A Nikkei analysis found that in the six months since Russia’s invasion of Ukraine began, 41 vessels made ship-to-ship transfers of oil off the coast of Greece with tankers that left Russia and later arrived at European ports. There was only one such vessel last year.

The European Union and the U.K. will completely ban imports of Russian oil from around the end of the year, but companies that buy Russian oil already face criticism. Transferring oil between ships at sea to hide its origin may continue even after the oil embargo takes effect.

On Aug. 24, Nikkei photographed the transfer of oil from one tanker to another in the Laconian Gulf near southern Greece. One tanker was the Greek-registered Sea Falcon, which left the port of Ust-Luga, an oil shipping terminal in northwestern Russia, on Aug. 4. The other was the Indian-flagged Jag Lok, which departed from a Turkish port of Aliaga on Aug. 4. Small boats surrounded the tankers, assisting with the transfer.

“There is a major risk of accidents causing oil to flow into the sea. Exhaust gas and garbage emitted by oil tankers are also a problem, causing trouble for both the fisheries and tourist industries,” said local resident Thalis Ladakakis. The 55-year-old man said the number of tankers has spiked since Russia’s invasion of Ukraine began on Feb. 24.

Where is the oil going? To look into the seaborne transport of Russian oil, Nikkei used data from British data company Refinitiv to see where tankers that left Russian ports, starting on Feb. 24, went and which vessels contacted them.
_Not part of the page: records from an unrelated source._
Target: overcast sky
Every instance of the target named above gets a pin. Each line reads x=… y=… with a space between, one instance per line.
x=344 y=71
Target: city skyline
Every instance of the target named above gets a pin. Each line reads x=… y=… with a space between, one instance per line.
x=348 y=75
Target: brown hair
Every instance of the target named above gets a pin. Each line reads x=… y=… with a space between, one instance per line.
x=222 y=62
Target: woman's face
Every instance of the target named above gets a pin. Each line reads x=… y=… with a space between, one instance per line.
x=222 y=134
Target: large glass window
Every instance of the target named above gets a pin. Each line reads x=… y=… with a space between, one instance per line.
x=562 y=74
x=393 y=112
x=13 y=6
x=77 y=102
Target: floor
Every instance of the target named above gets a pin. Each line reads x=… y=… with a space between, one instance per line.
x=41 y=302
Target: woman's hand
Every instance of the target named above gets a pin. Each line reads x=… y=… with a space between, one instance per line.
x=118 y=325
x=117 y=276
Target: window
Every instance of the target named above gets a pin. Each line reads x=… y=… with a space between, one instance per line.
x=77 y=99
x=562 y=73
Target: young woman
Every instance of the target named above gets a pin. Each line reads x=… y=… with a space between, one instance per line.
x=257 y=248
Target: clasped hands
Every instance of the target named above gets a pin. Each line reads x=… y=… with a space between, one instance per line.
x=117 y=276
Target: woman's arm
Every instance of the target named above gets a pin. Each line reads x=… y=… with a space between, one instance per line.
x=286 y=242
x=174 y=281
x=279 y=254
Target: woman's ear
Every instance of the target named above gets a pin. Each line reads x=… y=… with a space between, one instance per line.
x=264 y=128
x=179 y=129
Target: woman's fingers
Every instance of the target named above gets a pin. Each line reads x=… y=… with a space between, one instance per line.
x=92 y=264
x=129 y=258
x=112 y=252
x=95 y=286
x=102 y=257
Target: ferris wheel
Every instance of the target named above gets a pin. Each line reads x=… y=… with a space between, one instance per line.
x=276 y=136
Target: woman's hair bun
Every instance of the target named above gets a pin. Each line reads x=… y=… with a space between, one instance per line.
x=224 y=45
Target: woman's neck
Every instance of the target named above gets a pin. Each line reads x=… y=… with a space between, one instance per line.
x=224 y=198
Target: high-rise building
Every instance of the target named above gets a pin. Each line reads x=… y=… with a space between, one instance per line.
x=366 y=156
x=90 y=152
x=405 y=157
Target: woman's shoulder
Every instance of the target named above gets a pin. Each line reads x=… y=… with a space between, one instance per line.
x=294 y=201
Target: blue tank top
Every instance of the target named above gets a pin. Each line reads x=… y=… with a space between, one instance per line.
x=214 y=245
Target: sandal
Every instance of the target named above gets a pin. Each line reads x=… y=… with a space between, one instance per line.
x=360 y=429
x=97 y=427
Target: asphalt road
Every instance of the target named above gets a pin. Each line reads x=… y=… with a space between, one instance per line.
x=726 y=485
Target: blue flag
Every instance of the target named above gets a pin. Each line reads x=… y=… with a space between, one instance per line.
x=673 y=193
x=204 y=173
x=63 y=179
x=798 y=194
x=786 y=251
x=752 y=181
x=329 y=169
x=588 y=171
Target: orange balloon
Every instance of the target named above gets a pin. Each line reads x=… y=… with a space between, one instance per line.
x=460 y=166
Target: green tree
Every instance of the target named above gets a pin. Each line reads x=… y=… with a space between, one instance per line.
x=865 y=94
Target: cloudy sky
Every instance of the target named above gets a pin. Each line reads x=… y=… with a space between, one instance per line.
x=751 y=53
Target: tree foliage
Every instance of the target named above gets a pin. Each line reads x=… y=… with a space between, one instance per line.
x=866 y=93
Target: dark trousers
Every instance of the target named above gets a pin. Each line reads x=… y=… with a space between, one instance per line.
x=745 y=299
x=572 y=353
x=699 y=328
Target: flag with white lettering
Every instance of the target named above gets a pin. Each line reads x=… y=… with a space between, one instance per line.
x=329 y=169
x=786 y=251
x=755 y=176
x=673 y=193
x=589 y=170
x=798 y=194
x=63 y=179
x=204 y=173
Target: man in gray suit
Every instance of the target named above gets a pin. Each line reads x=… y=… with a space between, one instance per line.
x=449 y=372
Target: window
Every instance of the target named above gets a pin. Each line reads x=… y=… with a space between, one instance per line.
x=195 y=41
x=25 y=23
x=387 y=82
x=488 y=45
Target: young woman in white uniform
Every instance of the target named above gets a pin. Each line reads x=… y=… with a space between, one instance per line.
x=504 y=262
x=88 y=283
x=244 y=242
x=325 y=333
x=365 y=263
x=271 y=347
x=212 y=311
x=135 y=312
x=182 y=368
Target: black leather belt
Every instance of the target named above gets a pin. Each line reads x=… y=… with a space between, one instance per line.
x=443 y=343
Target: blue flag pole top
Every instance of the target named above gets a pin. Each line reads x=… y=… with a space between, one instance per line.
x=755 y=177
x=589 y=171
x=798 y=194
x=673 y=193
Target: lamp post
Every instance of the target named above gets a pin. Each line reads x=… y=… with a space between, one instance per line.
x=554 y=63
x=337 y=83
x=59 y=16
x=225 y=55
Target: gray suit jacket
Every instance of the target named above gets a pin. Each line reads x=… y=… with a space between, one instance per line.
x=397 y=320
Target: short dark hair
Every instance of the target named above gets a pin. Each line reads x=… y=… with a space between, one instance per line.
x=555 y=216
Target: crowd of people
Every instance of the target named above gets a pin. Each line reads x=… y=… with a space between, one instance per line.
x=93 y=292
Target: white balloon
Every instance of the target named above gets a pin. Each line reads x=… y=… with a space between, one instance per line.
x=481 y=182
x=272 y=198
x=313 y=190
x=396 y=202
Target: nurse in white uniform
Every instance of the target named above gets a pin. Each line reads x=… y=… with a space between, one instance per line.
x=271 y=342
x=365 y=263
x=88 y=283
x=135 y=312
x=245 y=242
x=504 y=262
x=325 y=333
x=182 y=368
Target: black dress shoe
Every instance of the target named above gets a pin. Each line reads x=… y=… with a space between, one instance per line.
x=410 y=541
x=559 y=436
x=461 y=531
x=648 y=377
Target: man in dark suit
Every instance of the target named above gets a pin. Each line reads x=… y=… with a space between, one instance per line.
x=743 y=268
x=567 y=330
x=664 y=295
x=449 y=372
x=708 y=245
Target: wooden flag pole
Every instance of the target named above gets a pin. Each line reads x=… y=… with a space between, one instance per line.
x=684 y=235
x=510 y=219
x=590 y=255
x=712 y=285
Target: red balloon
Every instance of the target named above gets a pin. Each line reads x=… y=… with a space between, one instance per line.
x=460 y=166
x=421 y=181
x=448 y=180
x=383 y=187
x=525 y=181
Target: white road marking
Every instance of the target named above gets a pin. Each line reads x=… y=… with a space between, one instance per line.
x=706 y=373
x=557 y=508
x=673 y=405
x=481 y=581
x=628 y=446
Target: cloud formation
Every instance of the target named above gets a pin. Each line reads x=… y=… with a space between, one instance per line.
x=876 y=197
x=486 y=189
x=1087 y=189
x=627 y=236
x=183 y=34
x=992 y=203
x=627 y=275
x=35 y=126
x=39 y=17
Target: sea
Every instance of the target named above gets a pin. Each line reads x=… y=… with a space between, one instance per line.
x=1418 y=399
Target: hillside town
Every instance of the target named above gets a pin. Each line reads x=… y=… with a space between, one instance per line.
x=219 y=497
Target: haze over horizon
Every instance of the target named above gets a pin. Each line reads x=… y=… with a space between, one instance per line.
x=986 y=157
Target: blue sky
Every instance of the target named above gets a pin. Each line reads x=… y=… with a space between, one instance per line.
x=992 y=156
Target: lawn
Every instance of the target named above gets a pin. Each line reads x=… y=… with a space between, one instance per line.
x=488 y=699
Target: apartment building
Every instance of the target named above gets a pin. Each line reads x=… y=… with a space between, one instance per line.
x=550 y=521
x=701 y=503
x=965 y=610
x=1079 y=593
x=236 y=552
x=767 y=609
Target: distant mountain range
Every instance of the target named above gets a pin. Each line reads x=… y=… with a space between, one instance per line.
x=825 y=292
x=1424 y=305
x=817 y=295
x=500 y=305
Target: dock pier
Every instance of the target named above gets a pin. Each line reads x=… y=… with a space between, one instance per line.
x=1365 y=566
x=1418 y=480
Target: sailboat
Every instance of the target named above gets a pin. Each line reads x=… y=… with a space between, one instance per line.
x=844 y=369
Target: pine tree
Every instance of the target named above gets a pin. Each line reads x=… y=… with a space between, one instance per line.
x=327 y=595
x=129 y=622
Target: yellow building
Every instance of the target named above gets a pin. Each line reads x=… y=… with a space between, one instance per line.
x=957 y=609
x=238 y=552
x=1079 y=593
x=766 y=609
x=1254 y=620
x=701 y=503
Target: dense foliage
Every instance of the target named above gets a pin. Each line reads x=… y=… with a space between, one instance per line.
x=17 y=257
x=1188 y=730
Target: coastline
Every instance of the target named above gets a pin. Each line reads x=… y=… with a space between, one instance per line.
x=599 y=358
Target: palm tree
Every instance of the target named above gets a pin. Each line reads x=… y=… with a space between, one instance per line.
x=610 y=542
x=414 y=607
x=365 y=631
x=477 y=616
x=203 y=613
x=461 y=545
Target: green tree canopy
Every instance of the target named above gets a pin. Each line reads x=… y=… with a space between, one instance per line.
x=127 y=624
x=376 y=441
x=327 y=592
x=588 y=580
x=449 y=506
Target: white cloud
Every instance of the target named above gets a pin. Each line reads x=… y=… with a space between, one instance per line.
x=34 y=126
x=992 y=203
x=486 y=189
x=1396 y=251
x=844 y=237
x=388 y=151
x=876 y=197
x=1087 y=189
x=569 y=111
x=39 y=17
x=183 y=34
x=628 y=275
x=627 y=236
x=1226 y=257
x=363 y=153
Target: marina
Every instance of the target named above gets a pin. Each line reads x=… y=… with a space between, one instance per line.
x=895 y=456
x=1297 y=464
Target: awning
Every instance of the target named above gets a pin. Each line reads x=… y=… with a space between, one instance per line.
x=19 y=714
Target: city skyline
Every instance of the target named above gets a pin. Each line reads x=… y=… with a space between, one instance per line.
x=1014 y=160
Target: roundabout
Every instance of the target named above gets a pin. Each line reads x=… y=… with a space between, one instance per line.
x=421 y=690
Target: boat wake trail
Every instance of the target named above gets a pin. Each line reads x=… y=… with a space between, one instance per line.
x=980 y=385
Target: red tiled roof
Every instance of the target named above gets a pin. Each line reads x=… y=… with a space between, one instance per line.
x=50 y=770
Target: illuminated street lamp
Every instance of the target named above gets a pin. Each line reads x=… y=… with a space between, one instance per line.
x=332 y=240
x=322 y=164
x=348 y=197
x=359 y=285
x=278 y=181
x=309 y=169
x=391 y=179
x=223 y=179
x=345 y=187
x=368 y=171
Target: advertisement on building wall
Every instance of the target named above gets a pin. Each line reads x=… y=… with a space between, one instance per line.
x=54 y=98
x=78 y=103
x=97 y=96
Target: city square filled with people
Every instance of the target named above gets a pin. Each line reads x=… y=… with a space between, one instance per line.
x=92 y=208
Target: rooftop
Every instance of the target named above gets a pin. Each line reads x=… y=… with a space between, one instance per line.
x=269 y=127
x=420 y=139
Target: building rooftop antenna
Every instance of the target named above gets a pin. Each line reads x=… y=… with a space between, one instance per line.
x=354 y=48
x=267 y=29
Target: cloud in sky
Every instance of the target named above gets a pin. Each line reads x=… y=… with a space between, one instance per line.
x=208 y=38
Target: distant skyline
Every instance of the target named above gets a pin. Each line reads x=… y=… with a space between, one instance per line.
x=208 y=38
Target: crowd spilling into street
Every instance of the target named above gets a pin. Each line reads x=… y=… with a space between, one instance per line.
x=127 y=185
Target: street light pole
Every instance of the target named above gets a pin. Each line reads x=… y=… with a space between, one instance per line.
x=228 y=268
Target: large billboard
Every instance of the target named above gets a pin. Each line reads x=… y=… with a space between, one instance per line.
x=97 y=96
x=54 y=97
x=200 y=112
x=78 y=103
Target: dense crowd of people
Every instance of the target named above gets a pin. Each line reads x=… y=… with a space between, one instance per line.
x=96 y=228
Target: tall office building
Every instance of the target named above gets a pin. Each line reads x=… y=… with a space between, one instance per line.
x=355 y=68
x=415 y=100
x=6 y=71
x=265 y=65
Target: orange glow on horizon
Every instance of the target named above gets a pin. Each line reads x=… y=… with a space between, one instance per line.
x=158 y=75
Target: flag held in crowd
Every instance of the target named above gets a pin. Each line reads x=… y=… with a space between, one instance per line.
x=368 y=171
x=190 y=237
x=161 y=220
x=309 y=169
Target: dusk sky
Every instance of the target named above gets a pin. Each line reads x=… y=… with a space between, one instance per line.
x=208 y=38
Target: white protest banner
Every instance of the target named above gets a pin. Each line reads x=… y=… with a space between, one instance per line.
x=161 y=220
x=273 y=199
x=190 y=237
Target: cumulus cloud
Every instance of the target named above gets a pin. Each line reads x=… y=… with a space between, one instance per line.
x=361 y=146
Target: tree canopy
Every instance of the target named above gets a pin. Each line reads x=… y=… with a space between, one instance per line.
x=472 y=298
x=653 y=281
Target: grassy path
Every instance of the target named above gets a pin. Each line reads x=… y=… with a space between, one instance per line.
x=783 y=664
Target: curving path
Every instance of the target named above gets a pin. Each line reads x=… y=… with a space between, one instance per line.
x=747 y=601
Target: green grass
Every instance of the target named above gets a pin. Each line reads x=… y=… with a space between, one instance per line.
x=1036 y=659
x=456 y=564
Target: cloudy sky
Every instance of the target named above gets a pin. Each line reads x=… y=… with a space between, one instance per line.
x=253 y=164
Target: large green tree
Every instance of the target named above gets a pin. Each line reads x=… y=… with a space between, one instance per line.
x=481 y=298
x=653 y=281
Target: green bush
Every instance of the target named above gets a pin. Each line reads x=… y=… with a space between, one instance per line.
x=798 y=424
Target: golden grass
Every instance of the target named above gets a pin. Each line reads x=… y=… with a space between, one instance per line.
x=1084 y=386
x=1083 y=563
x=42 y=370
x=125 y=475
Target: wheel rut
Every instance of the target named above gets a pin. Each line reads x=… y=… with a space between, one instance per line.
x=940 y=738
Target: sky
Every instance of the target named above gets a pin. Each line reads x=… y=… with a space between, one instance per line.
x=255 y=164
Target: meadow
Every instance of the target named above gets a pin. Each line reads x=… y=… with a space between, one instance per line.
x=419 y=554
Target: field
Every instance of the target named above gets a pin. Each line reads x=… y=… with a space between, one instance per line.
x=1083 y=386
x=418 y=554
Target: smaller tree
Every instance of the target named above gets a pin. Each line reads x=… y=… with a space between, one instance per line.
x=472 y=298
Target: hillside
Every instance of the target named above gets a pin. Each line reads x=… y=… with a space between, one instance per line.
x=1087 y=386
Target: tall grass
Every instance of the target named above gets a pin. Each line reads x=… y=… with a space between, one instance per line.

The survey covered waters off the Mediterranean coast of Greece, where ship-to-ship transfers frequently take place. Automatic Identification System (AIS) signals from vessels were tracked to identify their routes. Changes in the vessels’ draft — the distance from the waterline to the bottom of the hull, which increases when a ship is heavily laden — were also checked to determine the number of ship-to-ship transfers.

Over the six months through Aug. 22, Nikkei confirmed 175 transfers off the Greek coast involving tankers from Russia. There were only nine such transfers during the same period last year. Refinitiv data shows that Russia exported 23.86 million barrels of oil for ship-to-ship transfers off Greece. During the same period last year, 4.34 million barrels were shipped for similar transfers.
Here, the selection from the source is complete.